In a major overhaul of the Mahatma Jyotiba Phule Jan Arogya Yojana (MJPJAY), the Maharashtra government will empanel 2,767 Primary Health Centres (PHCs) and Urban Primary Health Centres (UPHCs) under the scheme and operationalise a special corpus fund to cover high-cost procedures such as heart, liver and bone marrow transplants.

The process will be completed within the next two weeks, officials said.
The PHCs are run by the public health department, and UPHCs are run by the municipal corporations. At present, MJPJAY and PM-JAY have 2,481 empanelled hospitals, nearly 1,800 of them private. With the inclusion of 2,767 PHCs and UPHCs, the total number will be increased to 5,248 and beneficiaries will be able to access treatment closer to their homes.
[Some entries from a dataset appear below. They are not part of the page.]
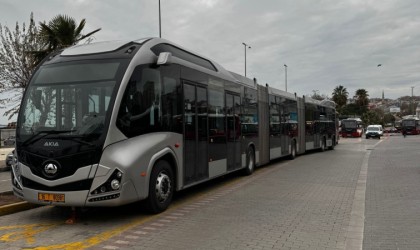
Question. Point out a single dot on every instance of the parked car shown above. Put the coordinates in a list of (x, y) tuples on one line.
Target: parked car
[(10, 141), (374, 131)]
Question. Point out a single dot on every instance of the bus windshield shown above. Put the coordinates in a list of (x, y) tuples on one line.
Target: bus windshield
[(69, 99), (349, 124), (408, 123)]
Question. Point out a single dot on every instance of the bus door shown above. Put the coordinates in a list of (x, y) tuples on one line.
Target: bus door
[(317, 134), (284, 129), (195, 133), (233, 131)]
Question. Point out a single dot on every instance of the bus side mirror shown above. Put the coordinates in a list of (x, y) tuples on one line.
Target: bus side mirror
[(165, 58)]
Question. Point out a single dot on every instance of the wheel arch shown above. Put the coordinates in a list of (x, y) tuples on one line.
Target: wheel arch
[(167, 155)]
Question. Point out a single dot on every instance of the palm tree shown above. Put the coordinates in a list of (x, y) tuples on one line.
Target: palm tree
[(339, 96), (59, 33)]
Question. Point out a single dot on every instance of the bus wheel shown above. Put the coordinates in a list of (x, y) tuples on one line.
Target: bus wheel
[(292, 155), (250, 162), (161, 187)]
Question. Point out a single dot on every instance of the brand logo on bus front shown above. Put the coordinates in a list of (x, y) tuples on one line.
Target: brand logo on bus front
[(51, 144), (50, 169)]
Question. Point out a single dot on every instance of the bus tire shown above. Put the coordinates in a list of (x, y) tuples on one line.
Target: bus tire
[(292, 155), (323, 145), (250, 162), (161, 187)]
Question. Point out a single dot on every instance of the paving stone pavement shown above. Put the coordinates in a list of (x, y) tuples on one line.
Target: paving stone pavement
[(392, 196)]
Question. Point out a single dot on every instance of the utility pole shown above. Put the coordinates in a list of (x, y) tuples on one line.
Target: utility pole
[(412, 101), (285, 80), (246, 45)]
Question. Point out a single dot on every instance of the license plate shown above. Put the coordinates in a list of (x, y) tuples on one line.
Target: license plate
[(51, 197)]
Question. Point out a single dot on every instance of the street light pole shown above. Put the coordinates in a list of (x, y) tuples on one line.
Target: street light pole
[(412, 101), (160, 24), (285, 80), (245, 46)]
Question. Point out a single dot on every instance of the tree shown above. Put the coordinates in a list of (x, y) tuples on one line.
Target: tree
[(339, 96), (59, 33), (371, 117), (389, 118), (16, 63)]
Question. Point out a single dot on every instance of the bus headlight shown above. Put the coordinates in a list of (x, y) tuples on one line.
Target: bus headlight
[(112, 184), (115, 184)]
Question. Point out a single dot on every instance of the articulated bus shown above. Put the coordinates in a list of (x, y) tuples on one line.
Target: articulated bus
[(410, 125), (351, 127), (111, 123)]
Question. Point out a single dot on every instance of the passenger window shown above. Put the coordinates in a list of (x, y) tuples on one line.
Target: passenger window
[(150, 101)]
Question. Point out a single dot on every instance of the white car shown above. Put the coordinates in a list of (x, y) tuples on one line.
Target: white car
[(374, 131)]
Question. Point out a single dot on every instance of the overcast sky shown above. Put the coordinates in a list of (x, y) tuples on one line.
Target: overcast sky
[(325, 43)]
In 2023, the state government revamped the MJPJAY scheme, making it universal and increasing the medical treatment coverage from ₹1.5 lakh to ₹5 lakh. Under the Pradhan Mantri Jan Arogya Yojana (PMJAY), beneficiaries are provided with coverage of up to ₹5 lakh per year for each family. Maharashtra administers both schemes in an integrated manner. In November 2025, the state increased the number of health procedures covered under the scheme from 1,352 to 2,399.
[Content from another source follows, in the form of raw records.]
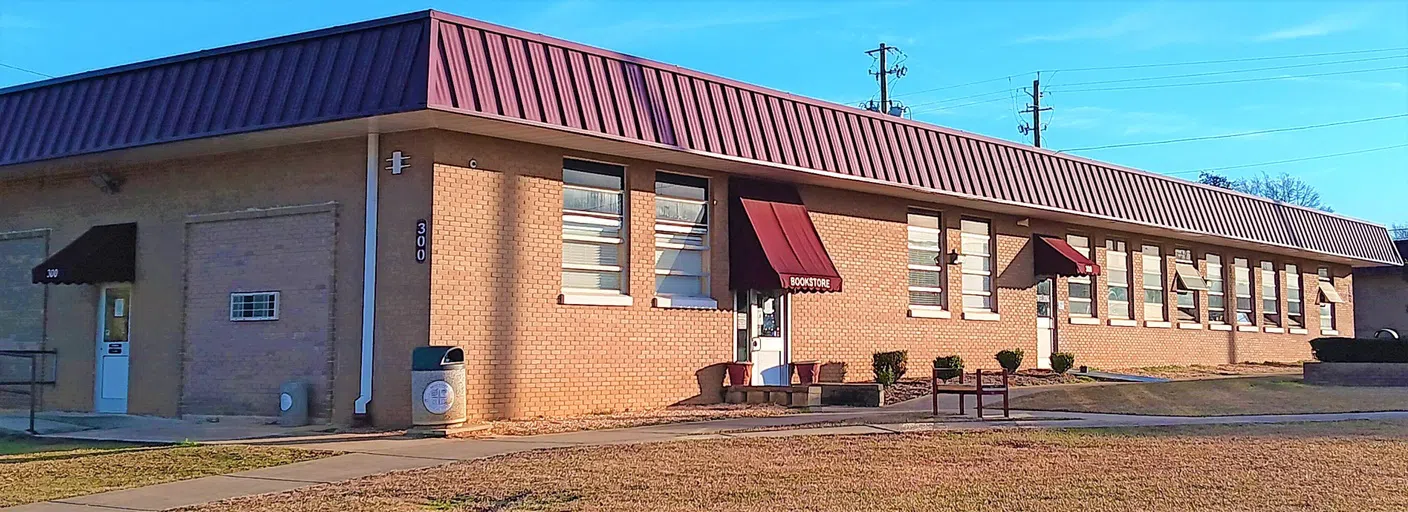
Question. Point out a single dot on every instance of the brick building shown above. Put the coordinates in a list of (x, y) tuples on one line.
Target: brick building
[(596, 229)]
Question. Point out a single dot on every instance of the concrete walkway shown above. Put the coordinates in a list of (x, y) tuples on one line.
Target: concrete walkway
[(375, 455)]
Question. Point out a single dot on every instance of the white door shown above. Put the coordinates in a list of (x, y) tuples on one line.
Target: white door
[(1045, 324), (768, 348), (113, 348)]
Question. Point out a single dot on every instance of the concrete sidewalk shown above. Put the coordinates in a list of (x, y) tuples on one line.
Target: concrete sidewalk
[(375, 455)]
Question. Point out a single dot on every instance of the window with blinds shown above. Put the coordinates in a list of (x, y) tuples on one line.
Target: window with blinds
[(1294, 301), (1152, 269), (1217, 290), (925, 265), (1270, 296), (977, 265), (1079, 289), (593, 244), (1242, 284), (1117, 270), (682, 237)]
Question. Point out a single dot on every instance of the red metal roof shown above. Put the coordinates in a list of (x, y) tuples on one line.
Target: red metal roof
[(445, 62)]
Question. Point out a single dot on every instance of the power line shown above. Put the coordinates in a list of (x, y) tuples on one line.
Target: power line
[(1238, 80), (1239, 134), (1232, 71), (27, 71), (1289, 161), (1243, 59)]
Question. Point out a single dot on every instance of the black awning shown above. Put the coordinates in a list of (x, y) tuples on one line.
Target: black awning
[(104, 253)]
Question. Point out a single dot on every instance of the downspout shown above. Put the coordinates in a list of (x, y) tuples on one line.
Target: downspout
[(373, 161)]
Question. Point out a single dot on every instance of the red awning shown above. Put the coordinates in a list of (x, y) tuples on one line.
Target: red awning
[(1058, 258), (793, 253)]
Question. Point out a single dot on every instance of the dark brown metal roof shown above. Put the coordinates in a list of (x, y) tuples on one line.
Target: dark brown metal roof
[(444, 62), (507, 73)]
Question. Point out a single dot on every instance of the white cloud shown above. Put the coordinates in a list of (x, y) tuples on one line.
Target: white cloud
[(1324, 26)]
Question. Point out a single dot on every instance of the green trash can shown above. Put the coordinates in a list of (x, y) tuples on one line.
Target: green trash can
[(438, 386)]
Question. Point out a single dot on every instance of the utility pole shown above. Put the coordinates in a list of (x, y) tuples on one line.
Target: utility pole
[(883, 76), (1035, 109)]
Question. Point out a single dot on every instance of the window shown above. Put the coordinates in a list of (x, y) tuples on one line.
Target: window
[(1270, 296), (1217, 290), (254, 307), (1117, 260), (977, 265), (1327, 307), (927, 279), (682, 235), (1294, 305), (593, 245), (1153, 283), (1242, 284), (1187, 298), (1079, 289)]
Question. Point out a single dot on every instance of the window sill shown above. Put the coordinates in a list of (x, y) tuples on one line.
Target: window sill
[(686, 303), (920, 311), (594, 300), (982, 315)]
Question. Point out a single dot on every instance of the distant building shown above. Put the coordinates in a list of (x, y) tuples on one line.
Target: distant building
[(1381, 298)]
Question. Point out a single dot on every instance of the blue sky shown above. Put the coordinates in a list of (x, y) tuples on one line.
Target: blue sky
[(817, 49)]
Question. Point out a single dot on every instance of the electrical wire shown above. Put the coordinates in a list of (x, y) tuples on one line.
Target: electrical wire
[(1239, 134), (1222, 82), (1232, 71), (27, 71), (1289, 161)]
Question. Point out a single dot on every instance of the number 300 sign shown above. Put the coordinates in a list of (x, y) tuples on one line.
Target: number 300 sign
[(423, 232)]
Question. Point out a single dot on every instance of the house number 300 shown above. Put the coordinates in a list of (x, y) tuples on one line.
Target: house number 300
[(421, 235)]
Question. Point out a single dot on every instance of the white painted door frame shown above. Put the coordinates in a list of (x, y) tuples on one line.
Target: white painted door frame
[(113, 363)]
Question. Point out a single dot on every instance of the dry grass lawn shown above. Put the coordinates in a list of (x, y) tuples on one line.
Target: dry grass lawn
[(1352, 466), (35, 470), (1220, 397)]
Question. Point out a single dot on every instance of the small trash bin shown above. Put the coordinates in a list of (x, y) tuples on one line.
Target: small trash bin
[(437, 386), (293, 404)]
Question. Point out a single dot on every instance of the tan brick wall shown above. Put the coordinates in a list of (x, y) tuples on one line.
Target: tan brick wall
[(237, 367)]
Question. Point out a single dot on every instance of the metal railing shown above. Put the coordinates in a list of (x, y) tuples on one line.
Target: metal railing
[(40, 372)]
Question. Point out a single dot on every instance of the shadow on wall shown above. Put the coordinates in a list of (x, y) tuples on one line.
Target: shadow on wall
[(711, 386), (832, 372), (1020, 274)]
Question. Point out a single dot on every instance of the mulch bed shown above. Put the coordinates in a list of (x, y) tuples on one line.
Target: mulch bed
[(906, 390)]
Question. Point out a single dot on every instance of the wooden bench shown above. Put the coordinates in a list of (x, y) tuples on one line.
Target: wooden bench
[(977, 390)]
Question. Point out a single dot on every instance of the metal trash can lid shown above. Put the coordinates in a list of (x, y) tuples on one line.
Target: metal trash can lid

“Basic services at UPHCs are either free or available at nominal cost, but many advanced services are outsourced, and patients often have to pay out of pocket. Empanelment will ease this burden and strengthen primary healthcare,” said a senior official from State Health Assurance Society, on request of anonymity.
Corpus fund for costly procedures
Previously, in October 2025, the state government had announced the creation of a dedicated corpus fund to finance rare and expensive procedures. The approved procedures include heart transplant, lung transplant, heart and lung transplant, liver transplant, bone marrow transplant (allogenic, unrelated and haplo), transcatheter aortic valve implantation and transcatheter mitral valve replacement.
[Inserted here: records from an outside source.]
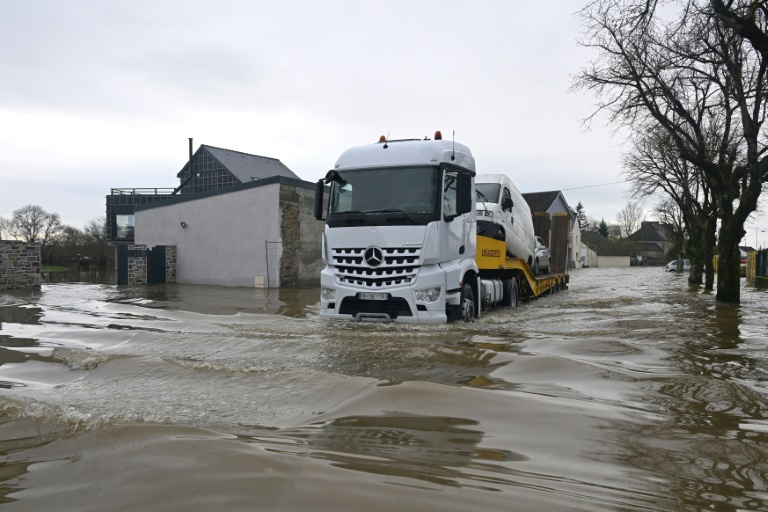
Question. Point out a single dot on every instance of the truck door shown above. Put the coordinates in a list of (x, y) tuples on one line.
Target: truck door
[(456, 228), (506, 196)]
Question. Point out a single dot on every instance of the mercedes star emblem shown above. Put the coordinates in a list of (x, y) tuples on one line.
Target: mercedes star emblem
[(374, 256)]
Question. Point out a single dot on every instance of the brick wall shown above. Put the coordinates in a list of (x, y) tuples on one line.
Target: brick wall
[(19, 265)]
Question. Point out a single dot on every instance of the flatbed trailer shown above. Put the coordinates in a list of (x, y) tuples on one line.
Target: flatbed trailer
[(493, 264)]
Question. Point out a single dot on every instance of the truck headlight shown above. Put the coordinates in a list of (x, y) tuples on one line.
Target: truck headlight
[(428, 294), (327, 293)]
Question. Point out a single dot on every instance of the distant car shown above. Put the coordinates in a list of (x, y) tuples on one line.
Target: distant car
[(543, 257), (672, 266)]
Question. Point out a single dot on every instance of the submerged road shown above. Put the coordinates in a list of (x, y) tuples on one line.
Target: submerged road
[(629, 391)]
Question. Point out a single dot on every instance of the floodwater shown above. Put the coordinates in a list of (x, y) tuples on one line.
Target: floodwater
[(630, 391)]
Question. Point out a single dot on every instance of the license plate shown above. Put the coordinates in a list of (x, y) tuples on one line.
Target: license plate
[(372, 296)]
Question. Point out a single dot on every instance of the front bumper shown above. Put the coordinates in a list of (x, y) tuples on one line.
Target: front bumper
[(396, 304)]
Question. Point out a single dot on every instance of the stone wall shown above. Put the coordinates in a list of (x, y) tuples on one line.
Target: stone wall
[(19, 265), (301, 234), (137, 267)]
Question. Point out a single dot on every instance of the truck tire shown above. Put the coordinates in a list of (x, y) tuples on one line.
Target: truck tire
[(467, 303), (511, 294)]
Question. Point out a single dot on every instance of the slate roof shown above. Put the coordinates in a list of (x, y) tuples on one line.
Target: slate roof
[(539, 202), (650, 232), (601, 245), (245, 167)]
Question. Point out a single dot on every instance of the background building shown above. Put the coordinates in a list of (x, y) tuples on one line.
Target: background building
[(235, 219)]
Under the corpus mechanism, 20% of claims of government empanelled hospitals will be retained as reserve funds and 80% paid to hospitals after approval by the special treatment assistance committee.
Furthermore, to improve transparency and curb fraud, the entire scheme is being shifted to an advanced Transaction Management System (TMS) portal. Trials were conducted last week in 25 hospitals, and over 2,500 hospitals will be brought onto the platform from February 9.
Dayanand Jagtap, deputy chief executive officer, State Health Assurance Society, said the corpus fund would soon become operational. “The SOP for the corpus fund will be finalised shortly, and treatments will begin thereafter. The TMS system is user-friendly and will bring uniformity for the PM-JAY scheme that has unique features like anti-fraud. With the addition of more facilities, citizens will be able to avail treatment even at PHCs and UPHCs near their homes,” he said.
He added that the government had already kept over ₹15 crore in the corpus fund and that revenue generated at PHCs and UPHCs could be used to upgrade facilities.
Dr Omprakash Shete, head of the Ayushman Bharat Mission Maharashtra committee, said, “PHCs have been included, and packages expanded from 1,300 to 2,399. Transplant procedures will now be covered with the corpus fund. The changes will be implemented across the state in a couple of weeks. A final review meeting will be held on February 11 to finalise the rollout.